By: Jameson White

Even without the number of titles, should the San Antonio Spurs be mentioned with the Boston Celtics and the Los Angeles Lakers as the NBA’s greatest franchises? Most don’t even have to watch the NBA to know that the Boston Celtics and the Los Angeles Lakers are probably the two greatest franchises the NBA has to offer. With the Celtics being one of only two teams that have been around since the start of the NBA in 1946, and the Los Angeles Lakers (Formerly known as the Minneapolis Lakers) being formed in 1948, these are both teams that have had success in almost every decade since the NBA even first existed. With the Celtics and Lakers owning 16 and 15 titles, respectively, they have been dominant throughout their franchises histories. The Lakers having players like Wilt Chamberlain, Jerry West, Elgin Baylor, Kareem Abdul-Jabbar, Magic Johnson, Shaquille O’Neal, Kobe Bryant, Pau Gasol, among many others.

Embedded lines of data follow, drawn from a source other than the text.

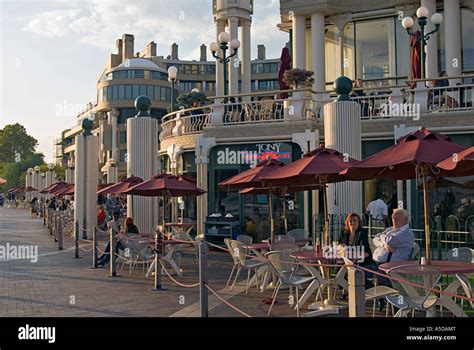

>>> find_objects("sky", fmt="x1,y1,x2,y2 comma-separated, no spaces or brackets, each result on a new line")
0,0,288,162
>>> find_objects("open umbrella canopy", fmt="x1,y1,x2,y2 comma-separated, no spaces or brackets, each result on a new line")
417,177,464,189
341,128,464,180
51,184,74,196
40,181,69,194
97,175,143,195
438,146,474,176
219,159,285,193
23,186,38,192
123,174,206,197
262,146,357,186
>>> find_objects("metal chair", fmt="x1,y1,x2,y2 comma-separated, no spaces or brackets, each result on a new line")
229,240,266,295
265,251,319,317
386,265,441,317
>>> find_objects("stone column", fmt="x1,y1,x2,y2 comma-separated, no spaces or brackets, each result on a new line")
227,17,239,95
127,96,158,232
74,119,99,238
216,21,225,96
196,135,216,234
311,12,326,91
240,20,252,98
444,0,462,86
421,0,439,85
324,76,362,214
292,15,306,69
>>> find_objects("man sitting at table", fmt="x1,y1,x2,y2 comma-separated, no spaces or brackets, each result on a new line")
372,209,414,311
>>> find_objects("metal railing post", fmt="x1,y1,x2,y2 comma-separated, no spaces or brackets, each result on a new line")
347,267,365,317
109,227,117,277
74,220,79,259
92,226,97,269
199,241,209,317
57,218,64,250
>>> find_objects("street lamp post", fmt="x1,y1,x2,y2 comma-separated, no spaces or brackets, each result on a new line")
210,32,240,101
168,66,178,113
402,6,443,79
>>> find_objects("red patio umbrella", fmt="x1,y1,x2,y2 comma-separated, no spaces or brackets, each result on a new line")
122,174,206,227
278,47,291,99
341,127,464,261
262,144,357,244
40,181,69,194
437,146,474,177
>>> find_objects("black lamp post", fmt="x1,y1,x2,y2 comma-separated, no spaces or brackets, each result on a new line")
402,6,443,79
210,32,240,101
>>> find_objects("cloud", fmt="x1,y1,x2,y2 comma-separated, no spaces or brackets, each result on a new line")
23,0,287,59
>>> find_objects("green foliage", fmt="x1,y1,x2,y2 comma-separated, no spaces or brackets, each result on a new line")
0,123,38,163
283,68,314,89
176,92,210,109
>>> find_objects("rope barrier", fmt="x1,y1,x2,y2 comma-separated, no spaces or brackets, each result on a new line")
205,284,252,318
159,259,199,288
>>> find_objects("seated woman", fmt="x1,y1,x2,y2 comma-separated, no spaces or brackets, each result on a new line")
124,217,139,235
338,213,374,297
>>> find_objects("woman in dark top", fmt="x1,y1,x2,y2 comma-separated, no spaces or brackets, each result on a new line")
338,213,373,266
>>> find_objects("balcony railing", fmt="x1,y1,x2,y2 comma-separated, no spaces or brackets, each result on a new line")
160,75,474,140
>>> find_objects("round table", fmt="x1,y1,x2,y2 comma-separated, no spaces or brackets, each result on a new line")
379,260,474,317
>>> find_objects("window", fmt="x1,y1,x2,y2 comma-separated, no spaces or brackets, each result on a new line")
125,85,132,100
132,85,140,99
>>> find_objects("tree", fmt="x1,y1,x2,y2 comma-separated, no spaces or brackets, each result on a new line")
0,123,38,163
283,68,314,89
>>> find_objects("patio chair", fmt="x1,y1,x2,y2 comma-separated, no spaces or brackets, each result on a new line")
224,238,239,288
229,240,266,295
336,257,399,317
386,265,441,317
288,228,309,241
272,235,295,243
265,251,319,317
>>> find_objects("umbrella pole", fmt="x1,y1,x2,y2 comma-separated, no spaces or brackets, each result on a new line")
322,181,329,246
422,165,431,264
268,188,275,243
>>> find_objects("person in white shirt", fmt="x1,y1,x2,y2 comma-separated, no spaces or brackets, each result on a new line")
366,194,388,227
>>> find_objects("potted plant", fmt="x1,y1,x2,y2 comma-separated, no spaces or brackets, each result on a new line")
283,68,314,120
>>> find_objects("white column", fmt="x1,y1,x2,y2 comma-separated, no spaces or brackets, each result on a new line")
311,12,326,91
292,15,306,69
324,101,362,214
421,0,438,85
127,117,158,232
216,21,225,96
444,0,462,85
74,135,99,238
227,17,239,95
240,21,252,94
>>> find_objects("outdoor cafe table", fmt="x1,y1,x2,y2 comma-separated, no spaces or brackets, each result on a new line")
165,222,196,235
243,239,309,293
379,260,474,317
141,239,193,277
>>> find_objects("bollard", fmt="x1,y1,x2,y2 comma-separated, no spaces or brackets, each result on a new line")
152,229,165,291
92,226,97,269
74,220,79,259
58,215,63,250
347,267,365,317
109,227,117,277
199,241,209,317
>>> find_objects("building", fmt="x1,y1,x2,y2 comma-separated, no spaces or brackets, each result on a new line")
58,30,279,182
159,0,474,238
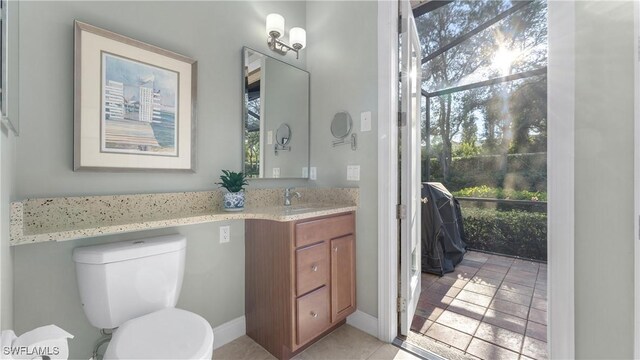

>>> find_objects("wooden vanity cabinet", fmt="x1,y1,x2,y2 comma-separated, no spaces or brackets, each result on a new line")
245,212,356,359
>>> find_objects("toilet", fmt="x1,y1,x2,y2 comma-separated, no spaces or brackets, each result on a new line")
73,235,213,359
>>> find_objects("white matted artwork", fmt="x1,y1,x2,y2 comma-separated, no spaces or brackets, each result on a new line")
74,21,197,171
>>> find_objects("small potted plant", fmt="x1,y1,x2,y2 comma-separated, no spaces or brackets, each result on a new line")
216,170,249,211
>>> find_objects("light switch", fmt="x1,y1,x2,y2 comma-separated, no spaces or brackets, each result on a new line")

However the Celtics are no slouch when it comes to their own legendary players. Guys like Bill Russell, Bob Cousy, Larry Bird, Kevin McHale, Robert Parrish, Kevin Garnett, Paul Pierce, Ray Allen to name a few, help to state that both teams have been stacked. However, there is another team I’d like to throw in there when you think of the great teams: The San Antonio Spurs.

Sure the Spurs “only” have five NBA finals victories as a franchise. And yes, they all came within a 15 year span. However, as a franchise they have missed the playoffs four times since the team merging from the ABA to the NBA in 1976. They’ve also made the playoffs 20 straight seasons, which also happens to mean the last time of not making the playoffs was while Tim Duncan was still dominating at Wake Forest University. Part of this can be credited to the Big Fundamental, who did have an enormous impact on this feat, but it mostly speaks to the Spurs as a franchise. From the “Iceman” George Gervin, to “The Admiral” David Robinson, to the Gregg Popovich era with his superstars in Tim Duncan, Manu Ginobili, Tony Parker, and now Kawhi Leonard, it seems the Spurs have always had a steady presence to lean on to win games.

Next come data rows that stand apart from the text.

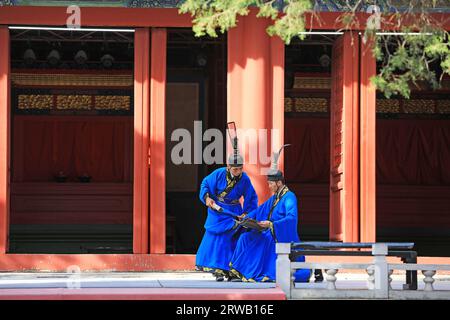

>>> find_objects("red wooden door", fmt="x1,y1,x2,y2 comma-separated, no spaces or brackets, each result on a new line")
329,33,359,242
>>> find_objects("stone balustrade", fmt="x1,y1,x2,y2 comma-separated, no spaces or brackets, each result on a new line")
276,243,450,299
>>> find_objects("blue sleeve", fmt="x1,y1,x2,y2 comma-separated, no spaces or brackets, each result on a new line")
243,179,258,212
199,171,217,204
247,198,272,221
273,196,298,242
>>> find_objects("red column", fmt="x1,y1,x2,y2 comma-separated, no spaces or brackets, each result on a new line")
133,28,150,253
227,11,284,203
150,28,167,253
330,32,359,242
360,41,376,242
0,26,11,254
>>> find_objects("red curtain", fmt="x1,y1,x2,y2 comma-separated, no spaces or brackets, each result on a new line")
12,116,133,182
285,118,450,185
284,118,330,183
377,119,450,185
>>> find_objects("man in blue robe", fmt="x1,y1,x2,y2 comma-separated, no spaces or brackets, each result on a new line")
230,145,311,282
195,149,258,281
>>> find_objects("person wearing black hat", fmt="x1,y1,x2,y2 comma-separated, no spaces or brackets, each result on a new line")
230,145,311,282
195,124,258,281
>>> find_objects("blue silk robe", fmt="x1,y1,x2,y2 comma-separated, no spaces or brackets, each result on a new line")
230,191,311,282
195,167,258,274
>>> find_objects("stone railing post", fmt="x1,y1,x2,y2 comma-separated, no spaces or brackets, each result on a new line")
372,243,389,299
325,269,338,290
275,243,292,299
422,270,436,291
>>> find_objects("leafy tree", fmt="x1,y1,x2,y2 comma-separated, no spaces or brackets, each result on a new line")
180,0,450,98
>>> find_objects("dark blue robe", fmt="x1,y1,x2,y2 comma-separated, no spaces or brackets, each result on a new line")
230,191,311,282
195,167,258,274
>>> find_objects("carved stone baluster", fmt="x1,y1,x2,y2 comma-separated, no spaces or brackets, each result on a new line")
422,270,436,291
326,269,338,290
366,265,375,290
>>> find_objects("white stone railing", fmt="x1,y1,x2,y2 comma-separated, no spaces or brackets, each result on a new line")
276,243,450,299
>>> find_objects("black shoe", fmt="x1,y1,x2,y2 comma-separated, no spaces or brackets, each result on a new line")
314,269,323,282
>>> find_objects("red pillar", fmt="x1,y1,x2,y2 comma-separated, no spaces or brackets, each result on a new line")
227,11,284,203
133,28,150,253
330,32,359,242
150,28,167,253
0,26,11,254
360,41,376,242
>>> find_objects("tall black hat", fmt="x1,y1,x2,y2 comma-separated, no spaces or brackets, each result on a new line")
267,144,290,181
227,122,244,167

The way they draft and develop talent, especially since Gregg Popovich’s naming of head coach along with R.C. Buford’s place in the front office, is nearly unheard of. They’ve found ways to win with draft picks from the number 1 overall selection all the way to the 57th, they continuously find hidden gems in the draft and know how to find players in foreign countries. This has paved the way to the Spurs owning an NBA record of having 18 straight 50-win seasons (it would be 20 if not for the 1998-1999 lockout shortened season in which they managed to win 37 in 50 games.) With this consistent winning, it has allowed the Spurs to also own the best winning percentage as a franchise in the NBA with 61.4% of their games ending with a W. All of this without even mentioning the individual awards won by the Spurs’ loyal players, from MVP’s, to Rookie of the Year awards, to Defensive Player of the Year’s, 6th Man of the Year, Coach of the Year, Executive of the Year, the All-NBA and All-Star game selections, this team is chock full of awards by their own homegrown players.

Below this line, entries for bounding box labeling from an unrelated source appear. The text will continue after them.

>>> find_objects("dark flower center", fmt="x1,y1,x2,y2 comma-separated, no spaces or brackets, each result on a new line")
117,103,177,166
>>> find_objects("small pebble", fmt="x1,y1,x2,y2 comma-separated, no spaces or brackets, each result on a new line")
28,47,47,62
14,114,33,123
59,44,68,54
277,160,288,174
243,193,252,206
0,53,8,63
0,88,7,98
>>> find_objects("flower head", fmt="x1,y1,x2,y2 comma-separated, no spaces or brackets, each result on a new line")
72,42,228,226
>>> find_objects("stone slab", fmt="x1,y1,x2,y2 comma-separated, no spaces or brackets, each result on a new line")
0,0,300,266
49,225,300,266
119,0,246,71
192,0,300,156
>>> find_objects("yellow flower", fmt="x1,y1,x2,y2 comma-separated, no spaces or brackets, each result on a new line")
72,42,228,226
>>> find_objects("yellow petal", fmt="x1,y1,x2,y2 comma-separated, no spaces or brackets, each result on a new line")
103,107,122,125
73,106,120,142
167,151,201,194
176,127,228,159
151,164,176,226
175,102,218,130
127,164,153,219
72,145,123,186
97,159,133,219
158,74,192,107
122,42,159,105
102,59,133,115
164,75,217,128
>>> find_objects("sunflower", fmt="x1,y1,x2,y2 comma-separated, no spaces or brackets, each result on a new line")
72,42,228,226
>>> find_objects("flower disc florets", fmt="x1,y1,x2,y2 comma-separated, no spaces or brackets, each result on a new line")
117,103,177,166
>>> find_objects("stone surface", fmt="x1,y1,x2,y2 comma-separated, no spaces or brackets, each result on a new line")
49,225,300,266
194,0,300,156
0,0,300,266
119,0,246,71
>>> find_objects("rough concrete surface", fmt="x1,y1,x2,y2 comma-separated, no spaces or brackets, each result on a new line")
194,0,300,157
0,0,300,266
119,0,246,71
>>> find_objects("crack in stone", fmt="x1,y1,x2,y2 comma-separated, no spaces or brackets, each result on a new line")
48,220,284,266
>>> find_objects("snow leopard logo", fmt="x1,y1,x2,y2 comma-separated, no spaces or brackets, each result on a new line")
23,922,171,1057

All of this to say, there is plenty of credit due to the Spurs way and the Spurs system. Forget the number of rings, although a huge accomplishment, there’s something to be said about consistency. If you’re asking about the greatest NBA teams, of course the Boston Celtics and the Los Angeles Lakers should be at or near the very top of that list. But the Spurs have a very compelling argument to be right up there as well with their own assortment of legendary teams and cast of players either in the Hall of Fame or locks to be in enshrined in the coming years. They don’t have the number of rings, but they can win with the best of them on any given year. This consistent and sure play has led many to call them not only the “model franchise” in the NBA, but also to be known as one of the most well run franchises in all of American sports.